Performance Optimization

Production RAG systems need sub-second latency. This lesson covers techniques to optimize every stage of the pipeline.

Latency Breakdown

┌────────────────────────────────────────────────────────────────┐
│                    Typical RAG Latency                          │
├────────────────────────────────────────────────────────────────┤
│                                                                 │
│  Query Embedding:    50-150ms   ████░░░░░░                     │
│  Vector Search:      20-100ms   ███░░░░░░░                     │
│  Reranking:         100-300ms   ██████░░░░                     │
│  LLM Generation:    500-2000ms  ██████████████████████         │
│                                                                 │
│  Total:             670-2550ms                                  │
│                                                                 │
│  Target for production: < 1000ms (without streaming)           │
│  Target with streaming: < 300ms to first token                 │
│                                                                 │
└────────────────────────────────────────────────────────────────┘

Semantic Caching

Cache responses for semantically similar queries:

import hashlib
from typing import Optional
import numpy as np

class SemanticCache:
    """Cache RAG responses based on semantic similarity."""

    def __init__(
        self,
        embedding_model,
        similarity_threshold: float = 0.95,
        max_entries: int = 10000,
        ttl_seconds: int = 3600,
    ):
        self.embedding_model = embedding_model
        self.similarity_threshold = similarity_threshold
        self.max_entries = max_entries
        self.ttl_seconds = ttl_seconds

        # In production, use Redis or similar
        self.cache = {}  # {query_hash: {embedding, response, timestamp}}

    def get(self, query: str) -> Optional[str]:
        """Check cache for semantically similar query."""

        query_embedding = self.embedding_model.embed(query)

        for cached in self.cache.values():
            # Check TTL
            if time.time() - cached["timestamp"] > self.ttl_seconds:
                continue

            # Check semantic similarity
            similarity = self._cosine_similarity(
                query_embedding,
                cached["embedding"]
            )

            if similarity >= self.similarity_threshold:
                return cached["response"]

        return None

    def set(self, query: str, response: str):
        """Cache a response."""

        if len(self.cache) >= self.max_entries:
            self._evict_oldest()

        query_hash = hashlib.md5(query.encode()).hexdigest()
        self.cache[query_hash] = {
            "embedding": self.embedding_model.embed(query),
            "response": response,
            "timestamp": time.time(),
        }

    def _cosine_similarity(self, a: np.ndarray, b: np.ndarray) -> float:
        return np.dot(a, b) / (np.linalg.norm(a) * np.linalg.norm(b))

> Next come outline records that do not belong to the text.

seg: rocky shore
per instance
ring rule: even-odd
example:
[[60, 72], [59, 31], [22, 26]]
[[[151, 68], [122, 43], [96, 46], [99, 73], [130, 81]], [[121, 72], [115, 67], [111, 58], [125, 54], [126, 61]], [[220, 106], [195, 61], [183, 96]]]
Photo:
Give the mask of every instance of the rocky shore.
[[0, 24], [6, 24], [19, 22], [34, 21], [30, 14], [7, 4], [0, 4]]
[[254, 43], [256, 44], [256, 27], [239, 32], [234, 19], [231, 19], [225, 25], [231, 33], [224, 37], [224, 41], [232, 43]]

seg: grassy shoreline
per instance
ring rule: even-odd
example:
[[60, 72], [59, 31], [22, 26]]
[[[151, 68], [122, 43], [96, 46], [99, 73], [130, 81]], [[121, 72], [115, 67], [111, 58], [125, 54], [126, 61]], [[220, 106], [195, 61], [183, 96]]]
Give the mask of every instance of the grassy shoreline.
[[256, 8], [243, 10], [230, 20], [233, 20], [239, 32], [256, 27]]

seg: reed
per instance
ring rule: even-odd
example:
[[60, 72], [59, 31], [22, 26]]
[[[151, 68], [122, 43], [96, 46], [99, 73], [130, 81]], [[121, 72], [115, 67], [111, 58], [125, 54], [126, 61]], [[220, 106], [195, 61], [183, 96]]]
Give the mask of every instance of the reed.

    def _evict_oldest(self):
        oldest = min(self.cache.items(), key=lambda x: x[1]["timestamp"])
        del self.cache[oldest[0]]

# Usage
cache = SemanticCache(embedding_model, similarity_threshold=0.95)

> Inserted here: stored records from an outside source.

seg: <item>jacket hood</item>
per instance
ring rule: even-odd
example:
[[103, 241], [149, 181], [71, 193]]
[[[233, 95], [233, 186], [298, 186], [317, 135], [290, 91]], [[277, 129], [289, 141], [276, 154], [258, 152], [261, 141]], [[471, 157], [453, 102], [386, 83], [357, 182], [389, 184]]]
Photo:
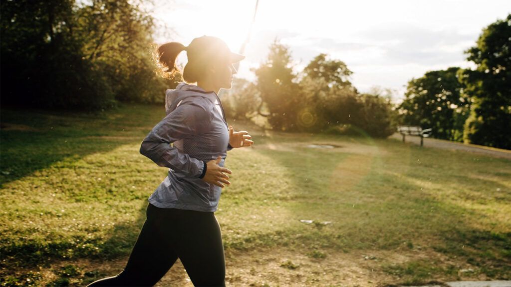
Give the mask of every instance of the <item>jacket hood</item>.
[[[198, 86], [181, 82], [177, 84], [175, 89], [167, 89], [165, 91], [165, 113], [166, 114], [169, 114], [172, 111], [170, 110], [170, 108], [176, 99], [184, 94], [187, 95], [187, 97], [197, 96], [205, 98], [211, 101], [212, 103], [215, 103], [215, 100], [216, 99], [216, 95], [214, 92], [207, 92]], [[193, 98], [191, 99], [193, 100]]]

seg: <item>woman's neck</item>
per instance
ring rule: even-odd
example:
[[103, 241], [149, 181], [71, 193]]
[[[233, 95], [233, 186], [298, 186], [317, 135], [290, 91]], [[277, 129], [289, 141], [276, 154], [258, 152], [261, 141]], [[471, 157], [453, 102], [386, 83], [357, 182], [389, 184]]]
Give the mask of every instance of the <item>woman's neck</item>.
[[220, 88], [215, 87], [214, 85], [207, 82], [197, 82], [197, 85], [206, 91], [214, 91], [217, 94], [218, 94], [218, 92], [220, 90]]

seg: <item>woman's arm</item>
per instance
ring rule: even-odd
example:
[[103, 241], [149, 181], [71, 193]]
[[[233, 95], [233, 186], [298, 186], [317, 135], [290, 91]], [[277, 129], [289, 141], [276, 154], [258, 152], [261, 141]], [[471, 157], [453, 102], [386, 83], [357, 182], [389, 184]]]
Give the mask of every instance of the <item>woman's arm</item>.
[[210, 113], [195, 103], [184, 102], [156, 124], [142, 141], [140, 153], [160, 166], [179, 171], [188, 176], [202, 178], [206, 162], [179, 152], [170, 144], [190, 138], [208, 130], [211, 124]]

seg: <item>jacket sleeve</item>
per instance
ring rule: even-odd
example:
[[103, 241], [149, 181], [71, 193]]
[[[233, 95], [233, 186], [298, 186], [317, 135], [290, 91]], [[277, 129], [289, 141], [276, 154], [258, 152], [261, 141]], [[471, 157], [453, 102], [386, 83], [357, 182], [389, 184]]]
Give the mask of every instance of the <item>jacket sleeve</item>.
[[206, 161], [179, 152], [170, 144], [204, 132], [209, 129], [211, 124], [211, 113], [205, 109], [195, 103], [183, 102], [149, 132], [142, 141], [140, 153], [160, 166], [202, 178], [205, 175]]

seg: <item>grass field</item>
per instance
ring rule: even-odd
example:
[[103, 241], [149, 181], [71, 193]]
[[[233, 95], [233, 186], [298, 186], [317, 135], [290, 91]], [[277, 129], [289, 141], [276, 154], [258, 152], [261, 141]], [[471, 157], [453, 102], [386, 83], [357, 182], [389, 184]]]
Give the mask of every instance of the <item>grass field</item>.
[[[2, 110], [2, 285], [82, 286], [124, 268], [167, 172], [138, 153], [164, 115]], [[229, 285], [511, 279], [511, 161], [229, 123], [255, 142], [228, 152], [215, 213]], [[173, 283], [192, 285], [179, 262], [158, 285]]]

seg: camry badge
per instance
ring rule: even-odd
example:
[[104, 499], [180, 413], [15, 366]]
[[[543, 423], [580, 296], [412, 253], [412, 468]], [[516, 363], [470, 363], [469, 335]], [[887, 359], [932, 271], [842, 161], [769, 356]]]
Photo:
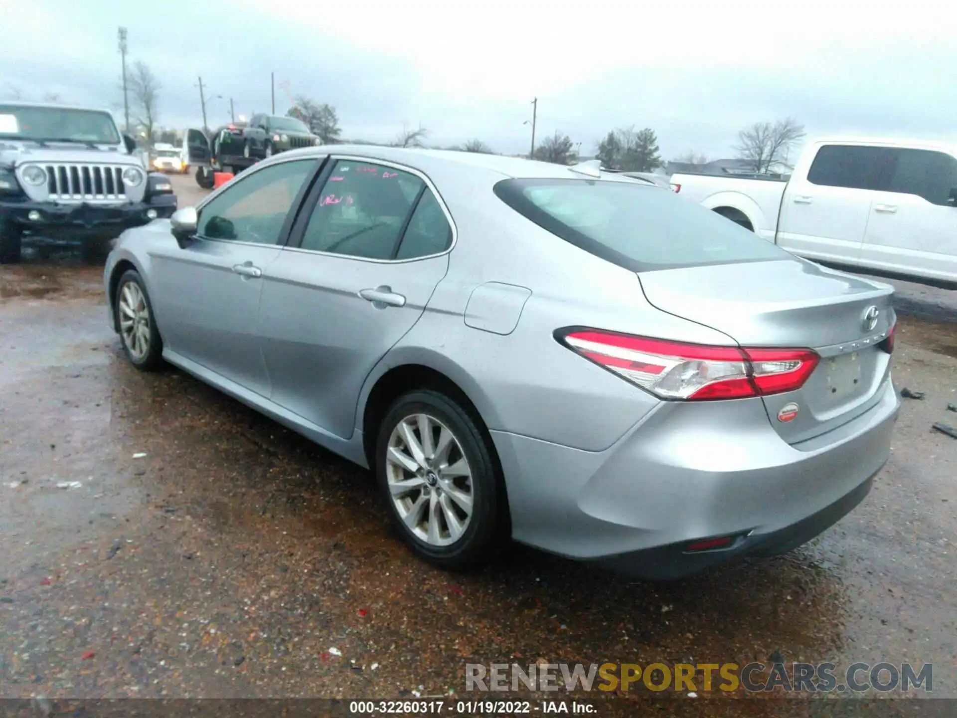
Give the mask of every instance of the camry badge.
[[781, 411], [778, 412], [778, 421], [793, 421], [794, 417], [797, 415], [797, 404], [793, 401], [790, 404], [785, 404], [781, 407]]

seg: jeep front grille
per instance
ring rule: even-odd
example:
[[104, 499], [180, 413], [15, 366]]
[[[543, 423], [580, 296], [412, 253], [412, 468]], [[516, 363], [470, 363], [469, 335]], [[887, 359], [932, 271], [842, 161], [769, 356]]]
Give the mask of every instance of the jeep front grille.
[[128, 165], [42, 165], [50, 199], [60, 202], [122, 202], [122, 170]]

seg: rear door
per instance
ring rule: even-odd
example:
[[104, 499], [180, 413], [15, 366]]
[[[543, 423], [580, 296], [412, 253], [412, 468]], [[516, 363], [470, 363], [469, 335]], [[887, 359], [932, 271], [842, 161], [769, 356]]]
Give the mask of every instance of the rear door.
[[861, 260], [957, 281], [957, 159], [928, 149], [887, 152], [884, 190], [873, 196]]
[[857, 260], [885, 160], [883, 147], [821, 146], [807, 173], [788, 184], [778, 244], [801, 257]]
[[210, 140], [203, 130], [196, 127], [188, 129], [183, 138], [183, 145], [190, 167], [210, 164]]
[[449, 266], [451, 215], [410, 168], [333, 157], [266, 268], [256, 333], [277, 404], [337, 437]]

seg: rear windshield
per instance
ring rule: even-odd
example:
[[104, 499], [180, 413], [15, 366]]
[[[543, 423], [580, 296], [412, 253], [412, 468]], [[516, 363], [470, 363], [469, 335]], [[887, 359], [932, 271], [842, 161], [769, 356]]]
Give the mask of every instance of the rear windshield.
[[741, 225], [658, 187], [510, 179], [496, 184], [495, 193], [553, 235], [634, 272], [790, 258]]

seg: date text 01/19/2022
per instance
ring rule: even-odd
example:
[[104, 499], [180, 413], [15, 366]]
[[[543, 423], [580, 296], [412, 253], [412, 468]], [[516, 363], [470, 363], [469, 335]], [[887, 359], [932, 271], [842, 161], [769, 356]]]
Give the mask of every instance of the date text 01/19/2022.
[[590, 703], [578, 701], [445, 701], [441, 699], [409, 699], [399, 701], [350, 701], [351, 715], [474, 715], [475, 713], [502, 713], [520, 715], [530, 713], [566, 713], [588, 715], [596, 711]]

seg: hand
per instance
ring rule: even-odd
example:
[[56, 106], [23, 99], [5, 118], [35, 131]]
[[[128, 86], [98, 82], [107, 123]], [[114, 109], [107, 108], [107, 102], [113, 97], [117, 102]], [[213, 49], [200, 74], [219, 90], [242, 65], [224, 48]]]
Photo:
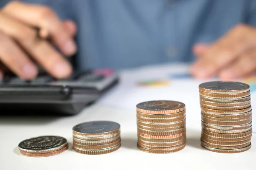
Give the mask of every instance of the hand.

def query_rag(question: str) -> str:
    # Check cache first
    cached = cache.get(question)
    if cached:
        return cached  # ~5ms vs ~1500ms

    # Run full pipeline
    response = rag_pipeline.query(question)

    # Cache for future
    cache.set(question, response)

    return response

Async and Parallel Processing

import asyncio
from concurrent.futures import ThreadPoolExecutor

class AsyncRAGPipeline:
    """RAG pipeline with async operations."""

    def __init__(self, vectorstore, reranker, llm):
        self.vectorstore = vectorstore
        self.reranker = reranker
        self.llm = llm
        self.executor = ThreadPoolExecutor(max_workers=4)

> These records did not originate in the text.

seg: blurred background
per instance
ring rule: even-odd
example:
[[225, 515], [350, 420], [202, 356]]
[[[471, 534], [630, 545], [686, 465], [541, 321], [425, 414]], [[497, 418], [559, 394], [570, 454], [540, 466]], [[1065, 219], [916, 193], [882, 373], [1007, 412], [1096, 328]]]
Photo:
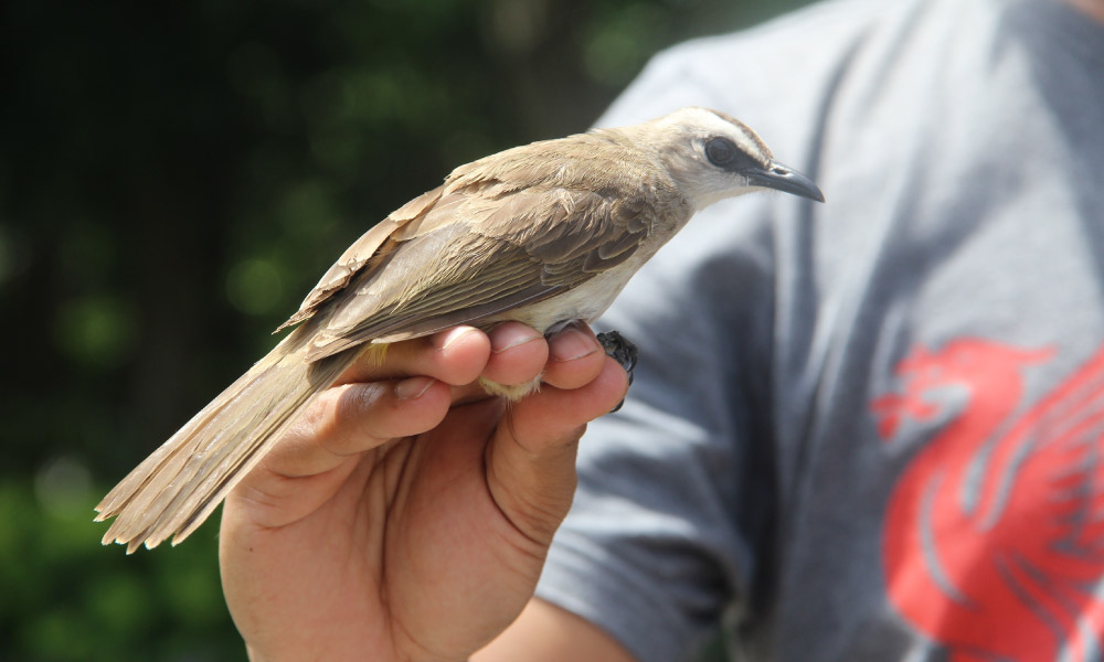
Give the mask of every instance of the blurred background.
[[371, 224], [803, 3], [4, 3], [0, 661], [245, 659], [217, 517], [127, 557], [93, 505]]

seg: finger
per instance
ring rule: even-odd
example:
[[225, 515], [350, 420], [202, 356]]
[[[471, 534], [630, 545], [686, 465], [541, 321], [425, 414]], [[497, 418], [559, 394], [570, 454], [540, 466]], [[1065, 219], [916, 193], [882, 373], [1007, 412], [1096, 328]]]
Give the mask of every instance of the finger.
[[433, 429], [449, 404], [448, 386], [427, 376], [329, 388], [262, 466], [282, 478], [323, 473], [350, 456]]
[[516, 403], [491, 438], [491, 496], [533, 553], [551, 542], [575, 489], [575, 449], [586, 424], [625, 396], [628, 376], [612, 359], [580, 388], [542, 388]]
[[558, 388], [578, 388], [595, 380], [606, 354], [585, 324], [572, 324], [549, 339], [544, 383]]
[[480, 376], [498, 384], [532, 382], [549, 360], [544, 335], [520, 322], [506, 322], [490, 332], [490, 357]]
[[490, 339], [485, 333], [474, 327], [454, 327], [403, 342], [368, 345], [336, 384], [414, 375], [453, 385], [469, 384], [486, 366], [490, 351]]

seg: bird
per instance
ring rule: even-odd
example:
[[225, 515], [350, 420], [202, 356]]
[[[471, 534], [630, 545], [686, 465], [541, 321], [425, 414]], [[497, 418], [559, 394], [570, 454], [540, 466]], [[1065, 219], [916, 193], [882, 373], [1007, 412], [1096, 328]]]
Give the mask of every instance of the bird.
[[[287, 337], [104, 498], [104, 544], [182, 542], [362, 352], [458, 324], [588, 323], [698, 211], [768, 189], [824, 201], [745, 124], [701, 107], [456, 168], [357, 239]], [[539, 383], [480, 382], [509, 401]]]
[[891, 451], [925, 439], [885, 506], [889, 602], [952, 662], [1100, 659], [1104, 346], [1048, 385], [1058, 350], [921, 345], [871, 402]]

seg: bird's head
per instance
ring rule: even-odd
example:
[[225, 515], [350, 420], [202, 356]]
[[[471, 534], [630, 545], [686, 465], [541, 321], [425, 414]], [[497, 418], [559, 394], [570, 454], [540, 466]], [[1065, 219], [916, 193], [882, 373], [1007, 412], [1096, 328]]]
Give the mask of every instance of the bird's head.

    async def query(self, question: str) -> str:
        # Parallel: embedding + BM25 search
        embedding_task = asyncio.create_task(
            self._async_embed(question)
        )
        bm25_task = asyncio.create_task(
            self._async_bm25_search(question)
        )

        # Wait for both retrieval methods
        query_embedding, bm25_results = await asyncio.gather(
            embedding_task, bm25_task
        )

        # Vector search with embedding
        vector_results = await self._async_vector_search(query_embedding)

        # Combine and rerank
        combined = self._merge_results(vector_results, bm25_results)
        reranked = await self._async_rerank(question, combined)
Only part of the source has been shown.